社長のベンツを4ドアにすべきか2ドアにすべきかなど、「庶民にとっては別に関係ない」といいたくなるところだが、「それで何百万円も税金の額が変わってくる」のであれば、当事者の目の色が変わるのも当然だろう。実は、税金と密接にかかわってくるのが、今回のテーマである「設備を毎期の決算上で、会社の経費として落とせるかどうか」なのだ。
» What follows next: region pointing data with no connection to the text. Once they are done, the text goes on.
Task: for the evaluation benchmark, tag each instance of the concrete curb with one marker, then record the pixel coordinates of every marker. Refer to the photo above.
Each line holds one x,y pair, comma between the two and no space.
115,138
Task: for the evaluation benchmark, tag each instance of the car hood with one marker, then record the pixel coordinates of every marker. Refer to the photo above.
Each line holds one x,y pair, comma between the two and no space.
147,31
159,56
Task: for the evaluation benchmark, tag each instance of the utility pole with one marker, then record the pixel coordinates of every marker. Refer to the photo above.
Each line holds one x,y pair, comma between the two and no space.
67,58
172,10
設備関連の支出額を、毎年の決算である程度、経費として認めてもらう会計技術を「減価償却」という。そのとき、損益計算書に表記されるのが「減価償却費」だ。図の事例を一緒に検討していこう。事例では、減価償却という費用化の手続きを毎期の決算で行わなかった場合と、行った場合を比較してみた。前提となる毎年の条件は次の通りである。

(1)600万円の事業用自動車を購入。
(2)自動車の耐用年数(寿命)は6年で、スクラップ時の価値は0円。
(3)この会社の売上高は毎年100万円。
(4)その他の経費は一切かからない。
(5)毎年の法人税等は利益の40%。
(6)7年目に同額の新車に買い替える。
(7)減価償却する場合は毎期一定額とする。

まず「設備の費用化(減価償却)がない場合」に、毎期いくらの税金がかかるかを見たのが右の図である。減価償却を使わなかった場合、初年度から税金負担に苦しめられることになる。

「毎期の売上高100万円」に対して、減価償却がなく条件(4)によって「毎期の費用0円」なので、利益は100万円。そして条件(5)の税率40%がかけられるため、1年目から5年目まで確定申告時に40万円も税金を払う羽目になる。